Some routine places should be checked, my dad said. The land up in Mendocino, the cabin at Tahoe. A local park ranger or sheriff could pay a visit to those places, my dad was saying, trying to calm us down by sounding in control. Detective Waterman made a note and said, “I’ll follow up on that.”

“She left a new pair of pants,” I said. “Folded on the chair.”

I had their attention. They needed me to complete my thought. I said, “She’ll be here any minute.”

It was natural for Kyle to make his entrance then. He knocked, but the front door had been left open, and his knock was a faraway noise that didn’t catch anyone’s attention.

His voice reached us from somewhere in the living room, all the way inside the house. “Hello?”

My dad looked up sharply and my mother didn’t seem to hear a sound.
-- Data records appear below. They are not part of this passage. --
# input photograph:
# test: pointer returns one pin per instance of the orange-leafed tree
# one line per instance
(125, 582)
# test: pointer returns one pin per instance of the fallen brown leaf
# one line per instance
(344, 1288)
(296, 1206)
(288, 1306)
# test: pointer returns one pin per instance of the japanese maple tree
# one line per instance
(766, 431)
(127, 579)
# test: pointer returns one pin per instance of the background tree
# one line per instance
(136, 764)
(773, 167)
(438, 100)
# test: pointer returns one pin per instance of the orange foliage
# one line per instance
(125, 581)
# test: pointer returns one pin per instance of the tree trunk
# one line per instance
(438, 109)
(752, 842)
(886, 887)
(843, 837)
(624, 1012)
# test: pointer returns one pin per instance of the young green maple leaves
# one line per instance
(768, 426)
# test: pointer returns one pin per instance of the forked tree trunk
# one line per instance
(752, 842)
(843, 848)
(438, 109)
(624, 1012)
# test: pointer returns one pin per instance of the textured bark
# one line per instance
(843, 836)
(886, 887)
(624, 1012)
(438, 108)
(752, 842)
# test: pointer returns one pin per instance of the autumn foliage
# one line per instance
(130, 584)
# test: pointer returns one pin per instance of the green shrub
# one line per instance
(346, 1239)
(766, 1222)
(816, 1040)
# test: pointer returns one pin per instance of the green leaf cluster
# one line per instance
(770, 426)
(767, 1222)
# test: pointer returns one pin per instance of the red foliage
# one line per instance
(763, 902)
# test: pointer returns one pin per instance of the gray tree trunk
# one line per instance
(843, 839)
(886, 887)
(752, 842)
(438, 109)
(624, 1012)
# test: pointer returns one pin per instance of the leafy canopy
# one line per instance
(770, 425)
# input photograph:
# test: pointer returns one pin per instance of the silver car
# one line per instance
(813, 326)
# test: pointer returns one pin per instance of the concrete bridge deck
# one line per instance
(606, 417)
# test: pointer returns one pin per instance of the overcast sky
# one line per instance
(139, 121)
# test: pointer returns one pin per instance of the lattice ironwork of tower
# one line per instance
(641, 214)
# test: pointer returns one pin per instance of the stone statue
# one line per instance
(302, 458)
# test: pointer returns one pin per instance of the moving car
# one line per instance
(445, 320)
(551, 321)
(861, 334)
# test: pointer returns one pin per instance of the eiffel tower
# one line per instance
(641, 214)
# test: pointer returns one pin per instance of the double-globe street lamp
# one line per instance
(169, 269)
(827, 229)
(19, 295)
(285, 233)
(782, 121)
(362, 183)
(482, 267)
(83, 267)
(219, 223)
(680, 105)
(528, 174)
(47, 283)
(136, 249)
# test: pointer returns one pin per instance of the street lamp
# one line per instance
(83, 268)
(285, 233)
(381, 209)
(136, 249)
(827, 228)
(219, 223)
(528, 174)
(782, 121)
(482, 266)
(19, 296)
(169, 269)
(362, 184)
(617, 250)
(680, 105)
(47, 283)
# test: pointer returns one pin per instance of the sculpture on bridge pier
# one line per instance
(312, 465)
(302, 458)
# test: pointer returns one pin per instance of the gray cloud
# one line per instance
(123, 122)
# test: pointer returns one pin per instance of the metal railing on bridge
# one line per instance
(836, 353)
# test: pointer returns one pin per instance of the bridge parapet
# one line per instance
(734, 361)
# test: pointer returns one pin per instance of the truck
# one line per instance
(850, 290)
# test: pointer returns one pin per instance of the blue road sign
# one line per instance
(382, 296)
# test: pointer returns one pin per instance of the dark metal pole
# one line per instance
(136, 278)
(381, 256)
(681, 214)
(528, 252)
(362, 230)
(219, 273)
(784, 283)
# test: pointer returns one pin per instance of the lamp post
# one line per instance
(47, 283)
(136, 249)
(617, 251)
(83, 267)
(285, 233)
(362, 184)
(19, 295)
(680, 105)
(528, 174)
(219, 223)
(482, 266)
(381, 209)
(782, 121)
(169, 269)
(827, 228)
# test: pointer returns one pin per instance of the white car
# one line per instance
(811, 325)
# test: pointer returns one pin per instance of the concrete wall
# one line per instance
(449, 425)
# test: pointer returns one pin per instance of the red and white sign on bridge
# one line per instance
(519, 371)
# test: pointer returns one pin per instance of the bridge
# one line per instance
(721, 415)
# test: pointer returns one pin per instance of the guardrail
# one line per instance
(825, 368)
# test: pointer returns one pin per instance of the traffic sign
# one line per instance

Dad made a motion with his head, meaning, Go see what he wants.

I closed the door to the den firmly behind me. As I left I heard Detective Waterman ask how much Anita weighed.

I greeted Kyle and told him there wasn’t any news. I asked if he would like to sit down, and he sat.

“It’s ten-thirty,” he said.

I wanted to argue that it wasn’t that late in the morning, but the antique clock in the corner agreed with Kyle.

I hadn’t eaten anything since last night’s lasagna. “Would you like some toast?” I asked.

“No,” said Kyle.

“How about some orange juice?” I suggested.

“No.”

“I can warm up a Pop-Tart,” I said.

“I ate,” said Kyle.

Sometimes I would play a private game, offer him cold drinks, hot drinks, snacks, waiting for him to say “No, thank you.” He would just get a certain stiffness to his head and shoulders, resenting each offer a little more. If I happened to mention something he would like, he never said “please.” It was always, “I’ll have some of that.”

“I’m going to make myself some toast,” I said.

“Something must have happened to her,” said Kyle.